I don’t care. I was excited.
The first of these missives was a bunch of papers welcoming me to The Dickens Fellowship, first founded in 1902 and still going strong (they’re also on Twitter at @DickensFellowHQ). I can’t believe it’s taken me so long to join. The blue membership card lists the events scheduled for 2015. It warms my heart to read about all the fun things that your followers can participate in, even if (being thousands of miles away from any of the venues) it’s highly doubtful whether I’ll be able to attend any of them (I, like you I imagine, will have to attend in spirit). Also, if I want to spend thousands of dollars to return to London, I’ll be able to get into the Dickens Museum for free! 😀
The envelope also contained a copy of the latest newsletter, the “London Particular” and a lovely little geranium flower pin, which has already been mistaken once for a very tiny Remembrance Day poppy. I was annoyed, but in retrospect I can use any further enquiries into why I’m wearing a poppy when it’s not November to put on my Dickens proselytization (is that a word?) hat and give the unwary questioner a wide-eyed explanation of why you’re so amazing and why they should become a member of Charlie’s Army. I’ll let you know how many new recruits I can muster (or how quickly the pin gets stolen as a result).

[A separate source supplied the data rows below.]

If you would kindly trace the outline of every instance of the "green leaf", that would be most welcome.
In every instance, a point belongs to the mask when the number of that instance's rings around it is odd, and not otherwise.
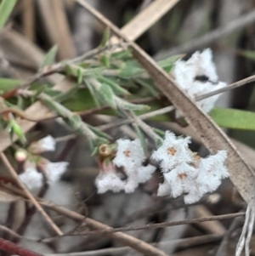
[[[78,67],[77,69],[77,82],[78,84],[81,84],[83,80],[83,74],[82,74],[82,69],[81,67]]]
[[[110,139],[112,139],[112,138],[108,135],[107,134],[99,130],[98,128],[96,128],[95,127],[92,126],[92,125],[89,125],[88,124],[88,127],[96,134],[98,135],[99,137],[102,137],[104,139],[106,139],[106,141],[110,140]]]
[[[99,100],[102,103],[108,104],[113,109],[116,109],[115,94],[111,88],[106,83],[101,83],[95,78],[91,77],[88,80],[94,87],[96,99]]]
[[[2,0],[0,3],[0,31],[14,8],[17,0]]]
[[[128,111],[145,111],[150,109],[150,107],[147,105],[142,104],[133,104],[127,100],[124,100],[117,96],[115,96],[116,102],[117,106],[122,110]]]
[[[141,145],[142,145],[144,152],[146,156],[148,153],[148,147],[147,147],[147,143],[146,143],[144,134],[136,123],[133,123],[133,129],[135,130],[139,139],[140,139]]]
[[[51,65],[54,64],[57,52],[58,52],[58,46],[54,45],[46,54],[41,67],[44,67],[46,65]]]
[[[104,55],[101,56],[100,60],[101,60],[102,64],[105,66],[106,66],[106,67],[110,66],[110,57],[109,57],[109,55],[104,54]]]
[[[128,60],[120,67],[118,75],[123,78],[131,78],[144,72],[144,70],[135,60]]]
[[[217,124],[230,129],[255,130],[255,113],[236,109],[214,108],[209,113]]]
[[[0,78],[0,95],[14,89],[21,82],[16,79]]]
[[[11,140],[13,139],[14,134],[16,134],[19,139],[24,144],[26,142],[25,134],[20,125],[15,122],[14,119],[10,119],[8,122],[8,129],[10,135]]]
[[[119,86],[116,82],[115,82],[112,79],[110,78],[106,78],[103,76],[97,76],[96,79],[101,82],[103,84],[106,83],[107,85],[110,86],[112,90],[116,94],[130,94],[128,91]]]
[[[103,38],[100,43],[100,47],[105,46],[109,38],[110,38],[110,28],[106,27],[106,29],[105,30],[104,34],[103,34]]]
[[[184,54],[178,54],[174,56],[171,56],[167,59],[158,61],[157,64],[163,68],[167,72],[170,72],[172,68],[173,67],[173,64],[179,59],[181,59]]]
[[[140,79],[140,78],[136,78],[135,81],[141,84],[148,92],[150,92],[150,94],[158,98],[160,94],[159,92],[157,92],[155,88],[152,85],[152,81],[151,80],[148,80],[148,79]]]
[[[162,139],[165,138],[165,132],[162,131],[161,129],[158,129],[158,128],[153,128],[153,131],[154,131],[156,134],[158,134],[160,137],[162,137]]]
[[[127,50],[122,50],[120,52],[116,52],[111,54],[110,55],[111,59],[117,59],[117,60],[126,60],[127,58],[131,58],[132,57],[132,52],[130,49]]]
[[[247,58],[253,61],[255,60],[255,51],[239,49],[237,50],[237,53],[245,58]]]
[[[61,92],[56,96],[54,96],[53,99],[58,102],[61,102],[72,96],[77,91],[78,88],[79,86],[77,84],[75,84],[66,92]]]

The second envelope, which arrived just before Christmas, was a copy of “The Dickensian,” the Fellowship’s journal, published three times a year. And here’s where I admit that I had kind of an ulterior movie for joining the fellowship when I did: I discovered at the Dickens Day conference in the fall that the journal contains summaries of Dickens-related conferences. Since I am a sucker for seeing my name in print, it behooved me to join in time to receive this issue.
But personal vanity aside, the journal itself is fantastic – full of a broad range of articles, book and television reviews, conference reports, the doings of the many “branch lines” and other news. I also found out that as of January 2015, “The Dickensian” celebrates 110 years of unbroken publication devoted to a single author. That’s pretty damn impressive, and I’m so happy to be a small part of that tradition now.
The third envelope was from my aunt in Victoria, who sent me a reprinted newspaper article that fist appeared in the Victoria Daily Times on May 28, 1938. The timing could not have been more serendipitous. It was written by one Nellie McClung, who’s rather famous in these parts as a Canadian feminist, suffragist, author, a member of the “Famous Five” (the Canadian ones, not the Enid Blyton ones) and Liberal member of the Legislative Assembly of Alberta from 1921 to 1926 (she was also all into eugenics and forced sterilization, which is decidedly not awesome).
Anyway, I felt an instant kinship with her upon reading the first sentence of her article:
I joined the Dickens Fellowship recently, and paid the modest fee they required of their members, feeling all the time that I should pay arrears, for I have been one of the mystic circle for many years.
She goes on to recount her “initiation,” a public reading of A Christmas Carol in its entirety, given at the Orange Hall in the middle of a blizzard in Mantiou, Manitoba on Christmas Eve, 1908. By the end of the lengthy reading in the drafty hall, Nellie, her daughter and the reader were the only people left, and she remarks that, “since then we have considered ourselves in good standing of the fellowship.”
I admit, Charlie, that I didn’t have to endure such a frosty initiation, but I’d like to think that I, too, am merely making official my membership in the ‘mystic circle’ that I joined the first time I started reading your books.